Thursday, September 16, 2010

What Is Data Processing, What Is Data Representation?

When people communicate by writing in any language, the symbols used (the letters of the alphabet, numerals, and punctuation marks) convey information. The symbols themselves are not information, but representations of information. Data in an EDPS must be expressed symbolically so that the machines can interpret the information presented by humans. In general, the symbols that are read and interpreted by a machine differ from those used by people. The designer of a computer system determines the nature and meaning of a particular set of symbols that can be read and interpreted by the system. The actual data that is used by these systems is (or was in the past) presented as holes on punched cards or paper tape, as spots on magnetic tape, as bits (binary digit) or bytes of information in a disk, diskette, CD-ROM, or optical disk; as magnetic-ink characters; as pixels in display-screen images; as points in plotted graphs; or as communication-network signals.
In many instances, communication occurs between machines. This communication can be a direct exchange of data in electronic form over cables, wires, radio waves, infrared, satellites or even wireless devices such as cellular phones, pagers, and hand-held personal organizers and/or notebooks. It can also be an exchange where the recorded or stored output of one device or system becomes the input of another machine or system.
In the computer, data is recorded electronically. The presence or absence of a signal in specific circuitry represents data in the computer the same way that the absence or presence of a punched hole represented data in a punched card. If we think of an ordinary lightbulb being either on or off, we could define its operation as a binary mode. That means that at any given time the lightbulb can be in only one of two possible conditions. This is known as a "binary state." In a computer, transistors are conducting or nonconducting; magnetic materials are magnetized in one direction or in the opposite direction; a switch or relay is either on or off, a specific voltage is either present or absent. These are all binary states. Representing data within the computer is accomplished by assigning a specific value to each binary indication or group of binary indications. Binary signals can be used to represent both instructions and data; consequently the basic language of the computer is based primarily on the "binary number system."
A binary method of notation is usually used to illustrate binary indications. This method uses only two symbols: 0 and 1, where 0 and 1 represent the absence and presence of an assigned value, respectively. These symbols, or binary digits, are called "bits." A group of eight bits is known as a "byte," and a group of 32 bits (4 bytes) is known as a "word." The bit positions within a byte or a word have place values related to the binary number system. In the binary number system the values of these symbols are determined by their positions in a multidigit numeral. The position values are based on the right to left progression of powers having a base of 2 (20, 21, 22, 23), commonly employed within digital computers. For example, if there are four light bulbs next to each other numbered 4, 3, 2, and 1 and 1 and 3 are "on" and 2 and 4 are "off," the binary notation is 0101.

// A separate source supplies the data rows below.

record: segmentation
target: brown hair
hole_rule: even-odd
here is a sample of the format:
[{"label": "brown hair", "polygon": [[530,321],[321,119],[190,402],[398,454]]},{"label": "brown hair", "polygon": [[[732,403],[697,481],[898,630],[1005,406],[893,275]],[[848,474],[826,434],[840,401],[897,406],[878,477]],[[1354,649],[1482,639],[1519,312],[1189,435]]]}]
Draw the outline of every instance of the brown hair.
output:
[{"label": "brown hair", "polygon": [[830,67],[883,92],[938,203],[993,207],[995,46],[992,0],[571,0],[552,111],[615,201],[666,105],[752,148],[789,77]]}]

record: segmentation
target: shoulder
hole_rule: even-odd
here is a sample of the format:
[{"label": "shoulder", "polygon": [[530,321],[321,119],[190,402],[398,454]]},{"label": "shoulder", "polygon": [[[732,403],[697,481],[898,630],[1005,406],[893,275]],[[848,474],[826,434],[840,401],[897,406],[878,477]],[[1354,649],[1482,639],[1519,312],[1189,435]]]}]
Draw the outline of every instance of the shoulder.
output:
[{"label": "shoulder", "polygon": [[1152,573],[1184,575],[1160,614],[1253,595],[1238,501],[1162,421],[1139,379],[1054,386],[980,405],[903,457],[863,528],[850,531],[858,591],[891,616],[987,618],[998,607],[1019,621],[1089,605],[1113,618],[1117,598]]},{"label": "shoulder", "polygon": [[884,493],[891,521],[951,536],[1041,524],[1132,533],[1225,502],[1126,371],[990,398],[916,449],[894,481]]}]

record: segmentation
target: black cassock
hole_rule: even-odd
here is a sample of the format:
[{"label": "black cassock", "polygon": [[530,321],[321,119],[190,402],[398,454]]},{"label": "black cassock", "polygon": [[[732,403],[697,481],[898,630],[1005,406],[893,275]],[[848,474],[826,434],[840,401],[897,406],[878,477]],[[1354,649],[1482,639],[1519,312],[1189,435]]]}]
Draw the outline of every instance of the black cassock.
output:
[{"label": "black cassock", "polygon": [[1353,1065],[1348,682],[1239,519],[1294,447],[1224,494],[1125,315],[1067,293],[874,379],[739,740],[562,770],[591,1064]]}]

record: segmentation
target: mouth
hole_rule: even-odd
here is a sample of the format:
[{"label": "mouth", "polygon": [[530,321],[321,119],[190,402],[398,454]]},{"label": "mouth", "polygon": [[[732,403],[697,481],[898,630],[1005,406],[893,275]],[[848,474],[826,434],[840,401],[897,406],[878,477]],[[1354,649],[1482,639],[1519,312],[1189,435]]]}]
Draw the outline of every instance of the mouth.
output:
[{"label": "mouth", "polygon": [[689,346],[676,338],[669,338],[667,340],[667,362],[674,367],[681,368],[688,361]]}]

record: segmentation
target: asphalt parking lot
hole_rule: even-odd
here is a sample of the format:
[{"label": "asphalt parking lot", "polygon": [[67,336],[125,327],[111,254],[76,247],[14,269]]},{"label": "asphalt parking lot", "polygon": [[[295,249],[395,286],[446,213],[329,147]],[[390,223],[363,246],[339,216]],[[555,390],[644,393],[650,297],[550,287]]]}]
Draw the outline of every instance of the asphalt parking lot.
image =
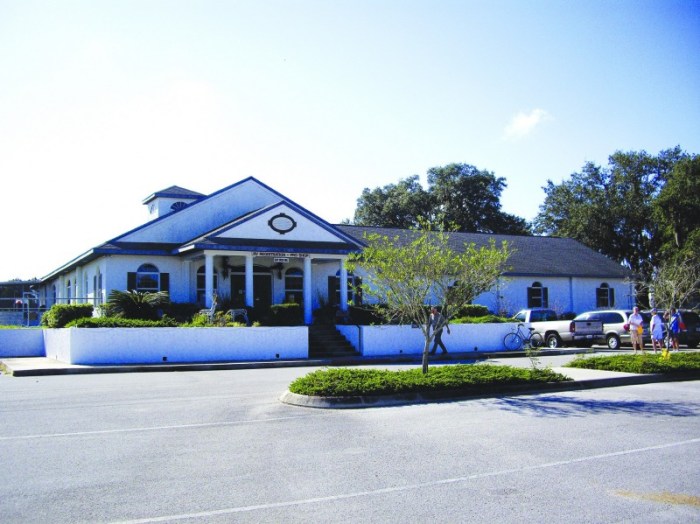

The system of expressing decimal digits as an equivalent binary value is known as Binary Coded Decimal (BCD). In this code, all characters (64 characters can be coded), including alphabetic, numeric, and special signs, are represented using six positions of binary notation (plus a parity bit position). The Extended Binary Coded Decimal Interchange Code (EBCDIC) uses eight binary positions for each character format plus a position for parity checking (256 characters can be coded). The American Standard Code for Information Interchange (ASCII) is a seven-bit code that offers 128 possible characters. ASCII was developed by users of communications and data processing equipment as an attempt to standardize machine-to-machine and system-to-system communication.
Computer Number Systems and Conversions. Representing a decimal number in binary numbers may require very long strings of ones and zeros. The hexadecimal system is used as a shorthand method to represent them. The base of this system is 16, and the symbols used are: 0, 1, 2, 3, 4, 5, 6, 7, 8, 9, A, B, C, D, E and F. In other words, F is 15 in decimal notation and 1 1 1 1 in binary.
Programming Languages Techniques. Assembler languages are closer to machine instructions than to human language, and having to express logical procedures, arithmetical calculations, and textual manipulations in these languages affects a programmer's productivity because they are so cumbersome. There are many higher-level programming languages, such as ALGOL, BASIC, COBOL, FORTRAN, and Pascal, that are much closer to human means of expression.
A programmer writes a source program in a human-readable programming language. A compiler translates these English-like statements into instructions that the computer can execute—such instructions are called an "object program." Through added library routines the computer does further processing of the object program, executes it, and an "output" is produced. There are some "optimizing compilers" that automatically correct obvious inefficiencies in source programming. Sometimes, with the use of "interpreters," debugging can be done to a program as it executes the user program piece by piece. MUMPS, LISP, and APL are interpreters used for this purpose in the health care environment, artificial intelligence, and mathematics fields, respectively. Because of the time and costs associated with development, it is generally not cost effective in today's environment to develop an application package, but rather buy it (if available) from a vendor. The costs are thus spread among thousands of users. Typical applications packages used for public health purposes are SAS and SPSS (for biostatistics) and ArcView/GIS (for Geographical Information Systems). In addition there are some data manipulation languages (e.g., Oracle and dBASE) that were written with this purpose. A database manipulation language (DML) is a special sublanguage used for handling data storage and retrieval in a database system. Using a data definition language (DDL), programmers can organize and structure data on secondary storage devices.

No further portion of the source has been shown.